Part 7: Generating Reports
Automated Report Generation
Create professional reports for stakeholders:
from ergodic_insurance.reporting import ReportGenerator
# Initialize report generator
report = ReportGenerator(
company_name="My Manufacturing Co",
analysis_date="2025-01-15",
analyst="Risk Management Team"
)
# Add sections
report.add_executive_summary(
baseline_results=baseline_results,
optimal_results=optimal_results,
recommendations=recommendations
)
report.add_risk_analysis(
risk_metrics=metrics,
survival_analysis=survival_data,
sensitivity_results=sensitivity_results
)
report.add_recommendation(
optimal_retention=250_000,
optimal_limit=25_000_000,
expected_benefit=3_500_000,
confidence_level=0.95
)
# Generate PDF report
report.save_pdf('reports/insurance_analysis_2025.pdf')

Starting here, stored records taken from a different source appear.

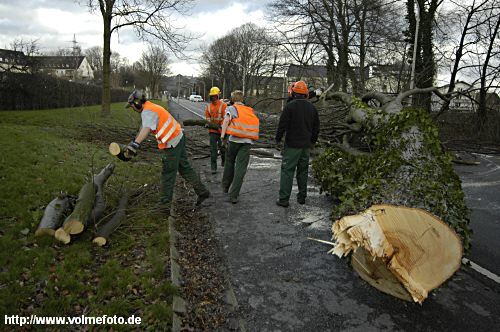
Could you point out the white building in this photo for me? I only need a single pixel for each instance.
(69, 67)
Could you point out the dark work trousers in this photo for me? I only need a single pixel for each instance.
(215, 145)
(235, 168)
(292, 159)
(175, 159)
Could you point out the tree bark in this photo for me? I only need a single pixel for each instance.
(53, 215)
(104, 231)
(90, 203)
(106, 58)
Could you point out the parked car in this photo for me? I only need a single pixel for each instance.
(195, 98)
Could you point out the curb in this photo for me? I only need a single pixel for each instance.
(178, 303)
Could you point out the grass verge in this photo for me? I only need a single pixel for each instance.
(45, 152)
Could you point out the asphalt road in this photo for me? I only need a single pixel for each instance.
(284, 282)
(481, 185)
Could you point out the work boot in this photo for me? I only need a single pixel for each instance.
(202, 198)
(282, 203)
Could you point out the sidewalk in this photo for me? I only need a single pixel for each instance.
(285, 282)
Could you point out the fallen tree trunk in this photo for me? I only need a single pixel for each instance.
(62, 236)
(120, 151)
(201, 123)
(398, 160)
(401, 247)
(104, 231)
(53, 215)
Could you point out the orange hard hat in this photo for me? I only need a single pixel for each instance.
(300, 87)
(289, 90)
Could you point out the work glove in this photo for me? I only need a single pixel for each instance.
(132, 148)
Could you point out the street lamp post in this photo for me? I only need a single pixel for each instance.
(242, 68)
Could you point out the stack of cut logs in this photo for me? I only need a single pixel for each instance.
(88, 209)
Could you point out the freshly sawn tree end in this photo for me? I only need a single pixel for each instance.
(61, 235)
(394, 243)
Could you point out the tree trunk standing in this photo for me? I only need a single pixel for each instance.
(106, 9)
(424, 62)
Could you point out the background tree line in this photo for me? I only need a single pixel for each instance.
(456, 40)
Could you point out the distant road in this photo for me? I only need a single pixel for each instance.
(481, 185)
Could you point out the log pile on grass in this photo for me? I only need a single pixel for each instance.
(62, 219)
(398, 160)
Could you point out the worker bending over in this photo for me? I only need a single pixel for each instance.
(214, 113)
(171, 143)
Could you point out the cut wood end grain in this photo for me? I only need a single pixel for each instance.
(100, 241)
(45, 231)
(418, 249)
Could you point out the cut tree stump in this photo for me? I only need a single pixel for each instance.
(53, 215)
(104, 231)
(401, 244)
(85, 208)
(201, 123)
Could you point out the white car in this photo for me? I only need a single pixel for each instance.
(195, 98)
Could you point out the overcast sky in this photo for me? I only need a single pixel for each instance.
(54, 22)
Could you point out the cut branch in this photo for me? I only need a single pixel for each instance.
(104, 231)
(53, 215)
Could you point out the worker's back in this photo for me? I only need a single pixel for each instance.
(300, 121)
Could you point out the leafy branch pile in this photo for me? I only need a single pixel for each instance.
(406, 166)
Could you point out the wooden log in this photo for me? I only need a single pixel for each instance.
(104, 231)
(62, 236)
(76, 222)
(53, 215)
(416, 247)
(100, 202)
(120, 151)
(201, 123)
(86, 209)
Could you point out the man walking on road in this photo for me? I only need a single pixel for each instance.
(214, 113)
(242, 125)
(171, 142)
(300, 121)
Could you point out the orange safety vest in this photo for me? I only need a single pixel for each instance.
(168, 128)
(246, 125)
(215, 115)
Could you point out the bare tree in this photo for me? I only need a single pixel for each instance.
(425, 67)
(244, 54)
(94, 57)
(150, 19)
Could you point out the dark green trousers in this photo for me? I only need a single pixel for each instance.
(175, 159)
(235, 168)
(215, 145)
(294, 159)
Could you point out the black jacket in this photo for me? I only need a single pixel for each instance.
(300, 121)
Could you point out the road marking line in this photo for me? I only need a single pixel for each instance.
(187, 109)
(482, 270)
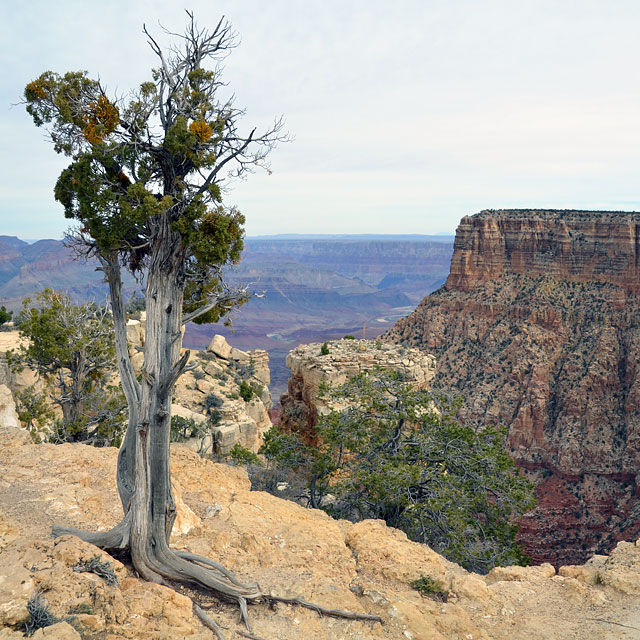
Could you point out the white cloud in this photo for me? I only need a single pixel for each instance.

# Generate Excel workbook with detailed data
report.save_excel('reports/analysis_data.xlsx')
Best Practices
Simulation Guidelines
Number of Simulations:
Quick exploration: 1,000 simulations
Detailed analysis: 10,000 simulations
Final recommendations: 100,000 simulations
Time Horizons:
Short-term (cash flow): 1-3 years
Medium-term (strategic): 5-10 years
Long-term (ergodic): 20-50 years
Convergence Checking:
# Check if results have converged
from ergodic_insurance.convergence import check_convergence
converged = check_convergence(
results.growth_rates,
tolerance=0.001, # 0.1% tolerance
window=1000 # Check last 1000 simulations
)
if not converged:
print("Warning: Results may not have converged")
print("Consider increasing simulation count")
Common Pitfalls to Avoid
Ignoring Correlation: Losses often correlate with revenue downturns
Static Analysis: Business parameters change over time
Point Estimates: Always consider confidence intervals
Over-Optimization: Leave margin for model uncertainty
Ignoring Liquidity: Survival requires cash, not just solvency
Next Steps
After completing your analysis:
Review results with the Decision Framework
Compare with Model Cases from similar companies
Explore Advanced Topics for customization
Document assumptions and decisions
Schedule periodic reviews (quarterly/annually)
Remember: The optimal insurance structure depends on your specific circumstances. Use these tools to inform, not replace, professional judgment.